3. The "Memory" Problem: The Sticky Note vs. The Filing Cabinet

AI models have a limit on how much text they can remember at once (like a sticky note that only fits 5 words). If a case is long, the AI forgets what happened at the start.

  • The Solution: CyberSleuth uses a "Filing Cabinet" (a vector database). As it investigates, it writes down key clues on index cards and files them away. When it needs to remember something from 10 steps ago, it pulls the right card out of the cabinet. This allows it to solve long, complex cases without losing its train of thought.

4. The "Web Search" Skill: Not Just Guessing

A common mistake AI makes is "hallucinating" (making things up). If the AI sees a strange code, it might guess, "Oh, that's probably the 'Great Firewall' bug!" even if it's wrong.

  • CyberSleuth's Trick: It is programmed to say, "I don't know yet. Let me check the internet." It searches for the specific service and the type of attack to find the exact match.

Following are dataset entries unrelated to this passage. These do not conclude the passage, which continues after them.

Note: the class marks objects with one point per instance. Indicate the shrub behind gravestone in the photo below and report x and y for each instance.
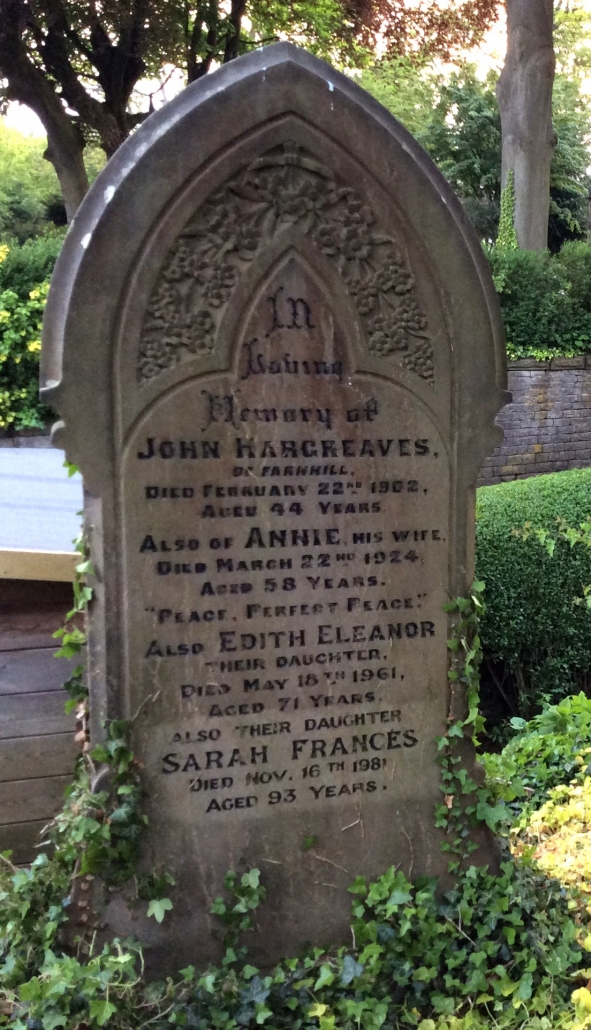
(543, 316)
(536, 639)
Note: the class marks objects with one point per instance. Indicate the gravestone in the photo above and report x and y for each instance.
(276, 348)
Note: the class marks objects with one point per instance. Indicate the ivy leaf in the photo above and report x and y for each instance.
(100, 1009)
(400, 896)
(50, 1021)
(255, 993)
(325, 977)
(317, 1009)
(158, 907)
(350, 969)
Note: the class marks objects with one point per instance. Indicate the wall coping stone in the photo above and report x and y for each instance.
(553, 365)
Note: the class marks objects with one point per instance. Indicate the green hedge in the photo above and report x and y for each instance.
(545, 300)
(24, 282)
(536, 639)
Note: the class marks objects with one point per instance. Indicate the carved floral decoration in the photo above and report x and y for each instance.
(286, 187)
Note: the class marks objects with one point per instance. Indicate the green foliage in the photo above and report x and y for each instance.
(406, 89)
(544, 302)
(20, 348)
(29, 186)
(543, 754)
(24, 286)
(507, 237)
(535, 637)
(27, 266)
(489, 947)
(493, 947)
(456, 118)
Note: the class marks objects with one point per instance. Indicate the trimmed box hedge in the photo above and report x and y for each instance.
(536, 639)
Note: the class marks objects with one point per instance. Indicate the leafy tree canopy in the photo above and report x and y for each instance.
(456, 119)
(77, 64)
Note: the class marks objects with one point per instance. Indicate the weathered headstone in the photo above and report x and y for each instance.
(277, 351)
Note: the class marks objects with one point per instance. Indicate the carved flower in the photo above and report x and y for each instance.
(200, 336)
(327, 237)
(166, 305)
(157, 354)
(409, 315)
(356, 232)
(218, 284)
(267, 185)
(181, 264)
(220, 219)
(363, 293)
(420, 361)
(394, 275)
(386, 336)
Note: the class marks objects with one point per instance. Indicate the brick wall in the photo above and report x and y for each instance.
(548, 425)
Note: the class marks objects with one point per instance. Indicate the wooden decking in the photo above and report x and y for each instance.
(37, 748)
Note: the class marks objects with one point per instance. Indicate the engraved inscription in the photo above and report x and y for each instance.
(292, 538)
(285, 189)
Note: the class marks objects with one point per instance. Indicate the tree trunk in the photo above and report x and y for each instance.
(30, 86)
(524, 94)
(69, 165)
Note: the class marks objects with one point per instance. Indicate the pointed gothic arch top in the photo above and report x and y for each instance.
(277, 129)
(277, 350)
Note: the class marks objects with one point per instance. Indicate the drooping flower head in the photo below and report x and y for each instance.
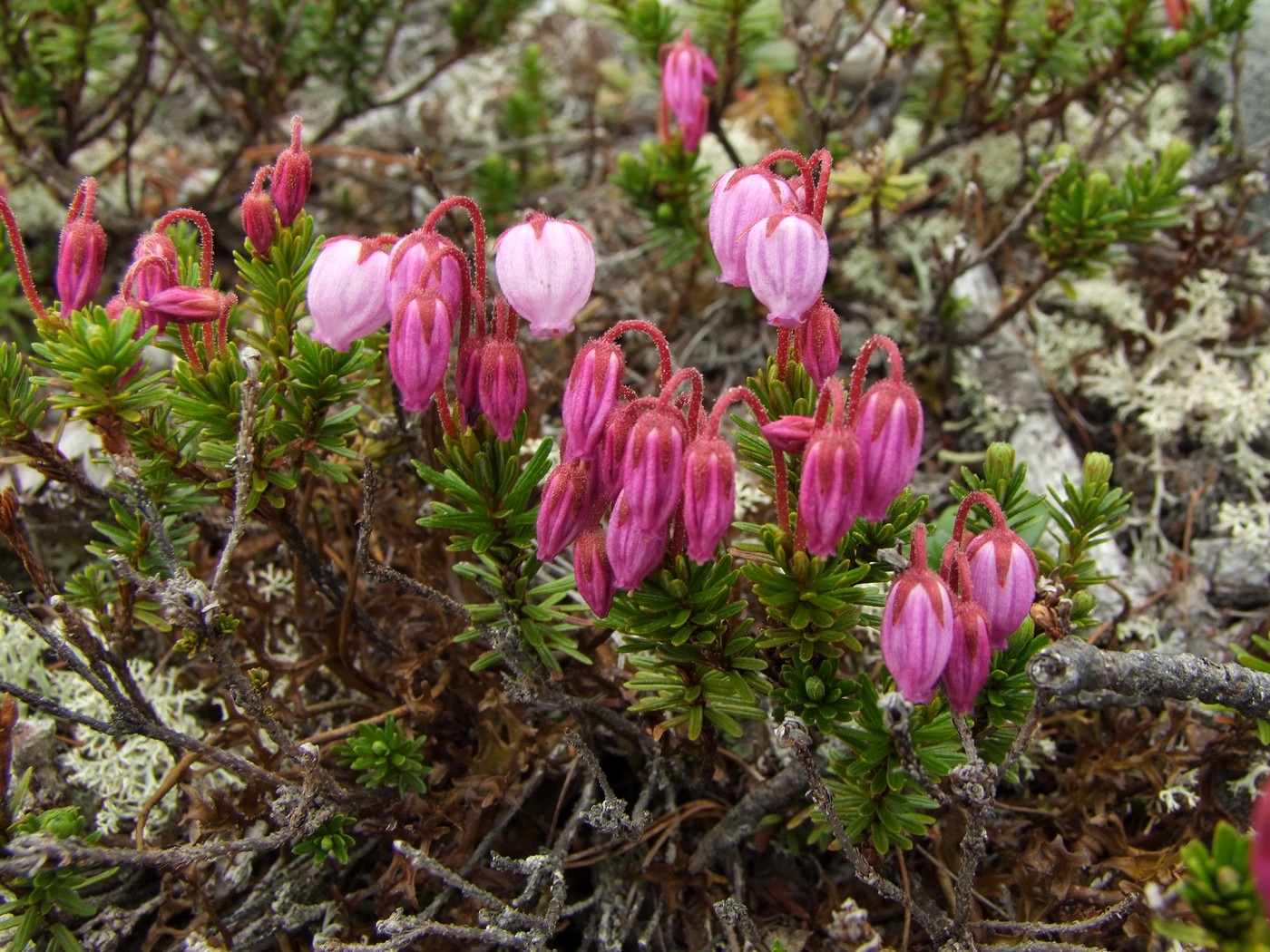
(419, 348)
(545, 269)
(685, 72)
(346, 289)
(917, 626)
(80, 251)
(292, 175)
(786, 259)
(742, 199)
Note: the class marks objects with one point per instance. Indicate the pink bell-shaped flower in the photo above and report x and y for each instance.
(828, 499)
(971, 659)
(591, 396)
(419, 348)
(545, 269)
(786, 259)
(708, 495)
(632, 551)
(592, 571)
(502, 387)
(685, 72)
(567, 494)
(742, 199)
(415, 263)
(789, 433)
(889, 429)
(653, 466)
(346, 291)
(917, 626)
(821, 343)
(1002, 580)
(80, 251)
(292, 175)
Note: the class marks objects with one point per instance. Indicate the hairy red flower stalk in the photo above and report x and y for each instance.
(473, 209)
(205, 231)
(19, 257)
(663, 348)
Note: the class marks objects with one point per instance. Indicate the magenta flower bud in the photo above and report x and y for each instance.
(789, 433)
(786, 257)
(186, 305)
(80, 262)
(1259, 854)
(708, 495)
(292, 174)
(567, 495)
(828, 500)
(416, 264)
(545, 269)
(685, 72)
(593, 573)
(632, 551)
(591, 396)
(1002, 580)
(917, 626)
(821, 340)
(346, 291)
(259, 219)
(502, 387)
(419, 348)
(653, 466)
(742, 199)
(969, 662)
(889, 429)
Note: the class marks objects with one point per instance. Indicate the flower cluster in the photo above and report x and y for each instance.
(945, 626)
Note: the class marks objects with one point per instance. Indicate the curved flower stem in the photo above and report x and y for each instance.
(816, 203)
(473, 209)
(205, 231)
(962, 511)
(663, 348)
(861, 367)
(19, 257)
(789, 155)
(780, 469)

It treats the internet like a giant library of criminal records to verify its findings.

5. The Results: How Good is It?

The researchers tested CyberSleuth on 30 real-world scenarios (some old, some brand new from 2025).

  • Accuracy: It correctly identified the hacker's target and the specific "weapon" (vulnerability) used in 80% of the cases.
  • Human Approval: They showed the reports to 25 real cybersecurity experts. The experts rated the reports as complete, useful, and logical. They said the AI sounded like a competent junior analyst.
  • Adaptability: The best part? The researchers didn't have to rebuild the detective. They just gave it a new instruction: "Now, look at this traffic from a virus-infected computer instead of a website." The same team of AI agents successfully solved those cases too!

The Big Takeaway

The paper proves that AI can be a great partner for cybersecurity, but only if you design it right.

  • Don't give one AI too many jobs (it gets confused).
  • Give it a team of specialists (it works better).
  • Give it a filing cabinet for its memory (it doesn't forget).

CyberSleuth is the first step toward a future where AI handles the boring, tedious digging through data, leaving human experts free to focus on the big picture and stopping the next big attack.